We don’t need to consult research to see the vulnerabilities of electronic voting systems. It’s in the headlines. During the past month, the FBI has noted that voter registration databases in states across the country have come under attack, as well.
Many electronic voting machines and voter databases are inadequately protected and woefully outdated. An iPhone is more secure in a lot of ways than the systems that will determine the November outcome. As far as breaches are concerned, the recent discovery by the FBI is only the beginning. We must make addressing this risk a priority.
The more electronic voting becomes, the more instances where a few bytes can determine who wins. It’s scary when you think about the fragility of the system, but it’s real. And it’s already here. In 2012, 39 percent of voters cast their ballots using an electronic voting machine. Now, imagine if 39 percent of total votes are found fraudulent this November. The severity of the situation is immediately apparent.
It’s not solely about an attacker compromising individual voting machines. There are supply chain and chain of custody concerns, too. Sometimes, votes pass through systems that have network or internet access, so it’s not solely about the individual machines at each precinct. If the FBI has no problem reading the information from the majority of voting devices, others would have no problem manipulating that same information. We must demand better.
The solution starts with a choice: go big or go home. Our society has to either make sure the entire digital-voting system has strong, end-to-end security or we go back to paper. Period. From the parts used in the manufacturing of these digital-voting machines to the delivery, storage, operation and verification, we must consider where vulnerabilities could exist at every stage.
Technology has advanced and given us options for mitigating risk. Could we open source the operating system (for independent scrutiny) and make sure the software running on the operating system matches that code exactly? Could we implement stronger chain of custody methods similar to when digital evidence is collected? Could we use newer technology, such as blockchain (the underlying technology of bitcoin) to help increase the trust of our transactions? However, as with most aspects of cybersecurity, a large aspect of this is the people problem.
Given the security expertise deficit and the resources required to support securing such systems, we need to make up our minds about whether or not we are ready to rely on these technologies for critical positions of power and ballot measures. Do we invest in technology and the people to validate and monitor that technology, or not?
All is not lost for November, however. With all the talk of vote manipulation, there are some aspects of the upcoming election that should comfort us. First, most voting machines are not connected to the internet, so manipulation would have to occur with either physical access or during the supply chain (the manufacturing and selling of the systems). Because most of the systems are old, the manipulations would have had to occur years ago.

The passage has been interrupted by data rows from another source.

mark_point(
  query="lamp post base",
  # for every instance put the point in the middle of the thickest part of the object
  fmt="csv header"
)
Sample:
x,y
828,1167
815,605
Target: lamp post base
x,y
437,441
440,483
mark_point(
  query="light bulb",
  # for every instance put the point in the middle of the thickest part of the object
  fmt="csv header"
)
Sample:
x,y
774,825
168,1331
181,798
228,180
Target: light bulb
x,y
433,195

That leaves physical access. And most security experts will tell you that if you have physical access to a device — any device — all bets are off. Remember Apple versus the FBI? Physical access needs to be limited, so we must request that individuals do not have prolonged physical access to these devices leading up to the election – it’s not just about voting day.
Obviously, fraud can occur with paper ballots, as well. I’m sure some Florida voters still wake in cold sweats over the nightmares of hanging chads. No system is perfect, but toeing the line between the two is no way to establish a successful strategy. And sure, there’s a lot of diversity in the systems used to cast votes, but that diversity starts to dissipate when you look at state and local elections. There are too many moving parts. Too many points of failure and vulnerability. By taking a middle ground, we’ve put ourselves at an increased risk of insufficiently protecting the security of both methods.

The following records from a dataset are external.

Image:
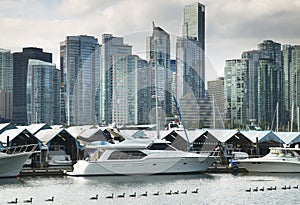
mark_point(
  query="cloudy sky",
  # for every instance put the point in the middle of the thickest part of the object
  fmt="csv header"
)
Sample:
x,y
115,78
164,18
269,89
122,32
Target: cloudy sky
x,y
232,26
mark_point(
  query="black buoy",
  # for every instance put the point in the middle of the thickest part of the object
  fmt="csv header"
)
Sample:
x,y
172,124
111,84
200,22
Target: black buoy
x,y
28,201
94,197
13,202
51,199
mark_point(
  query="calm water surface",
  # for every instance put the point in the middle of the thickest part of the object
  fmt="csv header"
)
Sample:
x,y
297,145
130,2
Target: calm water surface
x,y
213,189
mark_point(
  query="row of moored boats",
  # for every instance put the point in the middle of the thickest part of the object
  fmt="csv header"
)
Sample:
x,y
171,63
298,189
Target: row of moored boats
x,y
151,156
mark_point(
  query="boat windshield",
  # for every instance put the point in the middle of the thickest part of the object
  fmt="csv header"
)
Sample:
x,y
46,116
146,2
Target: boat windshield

Vote manipulation could be the pinnacle of an attack campaign against our elections, but simply casting doubt over the election process is enough to cost our country a lot of time, money and confidence. We cannot allow that to happen.
For now, the fastest path to the restoration of trust is to trash the digital systems and go analog. Let’s have a paper trail. It might be a contrarian view, but I value the health and integrity of our election process. Avoiding a future where a few bytes can manipulate democracy is the responsibility of every voter. We can sit down and go back to the drawing board to design next-generation digital voting systems and build in integrity, privacy, chain of custody and transparency from the beginning.
With only weeks until our election, what should you do? Vote and have confidence in the process. Election officials, manufacturers of devices and government agencies are working to reduce the risks of vote manipulation. There is no reason to believe that a “hacked election” will occur in November. But if we blind ourselves to the risks, and if we fail to have significant discussions about how future elections will be conducted, we will fail to maintain integrity of how we choose who leads us. Let’s embrace modern technological solutions or stick with pen and paper. After all, elections should be determined by the will of the many and not the will of the (cyber) few.